I have a problem finding answers about the failure of a universal forwarder to re-ingest an XML file.
02-08-2023 11:11:40.348 +0000 INFO WatchedFile [10392 tailreader0] - Checksum for seekptr didn't match, will re-read entire file='ps_Z00000ldpowf9tXp9iZcoMZgvijew.log'.
This is an XML file. It is created as a small file. Eventually, an application will re-write this file with a temporary name before renaming it to this same name. This can be seconds after it is created or after many minutes or even hours.
My problem is that this event suggests that the forwarder knows that the file has changed but the new content of the file is not ingested.
It will be ingested as expected if I manually modify the top of the file later.
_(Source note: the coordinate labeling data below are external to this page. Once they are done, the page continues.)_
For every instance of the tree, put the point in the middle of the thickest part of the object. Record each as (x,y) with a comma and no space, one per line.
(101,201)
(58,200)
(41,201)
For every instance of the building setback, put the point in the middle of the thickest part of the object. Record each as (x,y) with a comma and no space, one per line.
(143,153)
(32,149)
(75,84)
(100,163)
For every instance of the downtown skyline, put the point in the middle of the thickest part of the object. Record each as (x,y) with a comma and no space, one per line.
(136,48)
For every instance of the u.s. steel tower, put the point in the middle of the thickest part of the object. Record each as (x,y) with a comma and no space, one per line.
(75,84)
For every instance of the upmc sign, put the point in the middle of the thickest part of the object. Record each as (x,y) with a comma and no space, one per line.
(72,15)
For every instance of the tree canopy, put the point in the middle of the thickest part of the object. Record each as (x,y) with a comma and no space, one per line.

At that point, I see:
02-08-2023 16:21:51.439 +0000 INFO WatchedFile [10392 tailreader0] - Checksum for seekptr didn't match, will re-read entire file='ps_Z00000ldpowf9tXp9iZcoMZgvijew.log'. 02-08-2023 16:21:51.439 +0000 INFO WatchedFile [10392 tailreader0] - Will begin reading at offset=0 for file='ps_Z00000ldpowf9tXp9iZcoMZgvijew.log'.
And the new version of the file is finally available.
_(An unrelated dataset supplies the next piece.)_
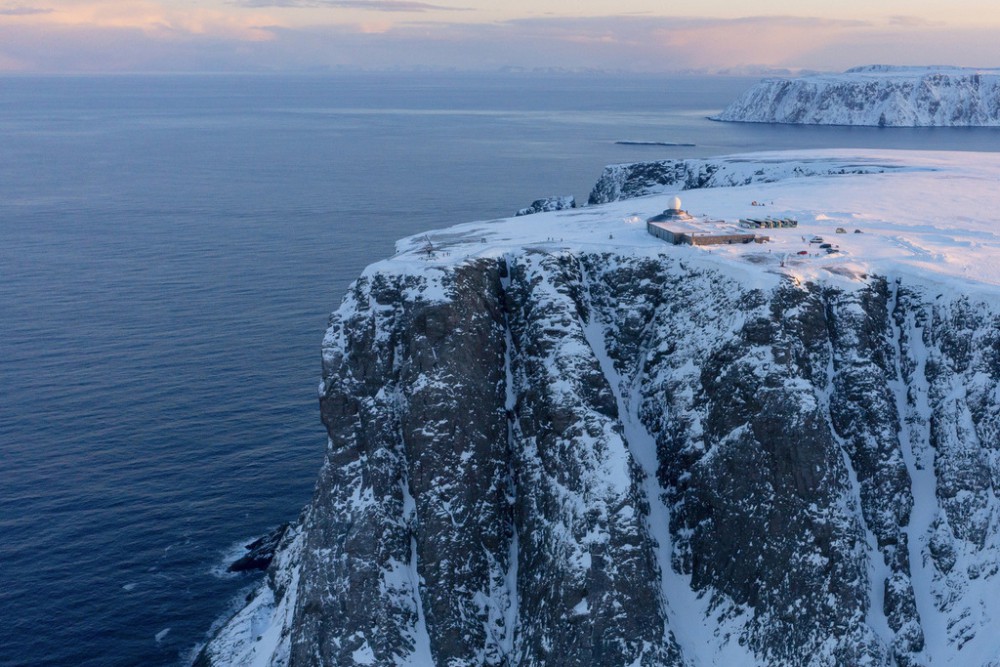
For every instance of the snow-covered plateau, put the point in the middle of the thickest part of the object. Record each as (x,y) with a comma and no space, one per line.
(556,440)
(876,95)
This is a universal forwarder.
This is a Linux server.
The new version of the XML file is 2233 bytes long. The length on the file does not seem to be a problem.
A transform exists on the indexers to load the content as one event. This works fine.
I do not believe my problem is related to initCrcLength as it did notice the file has changed.
I blacklist the name of the temporary file.
Switching "multiline_event_extra_waittime” true or false does not help.
The ingestion and re-ingestion works fine most of the times. Maybe one every 20 files do not get re-ingested as expected. And it is usually the ones that are re-written few seconds after it got created.
My question is the following: why is the file sometimes not re-indexed if the forwarder says it will do it?
I can see that there can be a timing/race condition at play but the logs do not show anything other than the INFO records. Would changing the debugging level help? What other parameter in the input could help if this is a timing problem?
I failed finding a solution online because pretty much all conversations related to this INFO message are about stopping the file re-ingestion. So I have not been successful in finding my needle.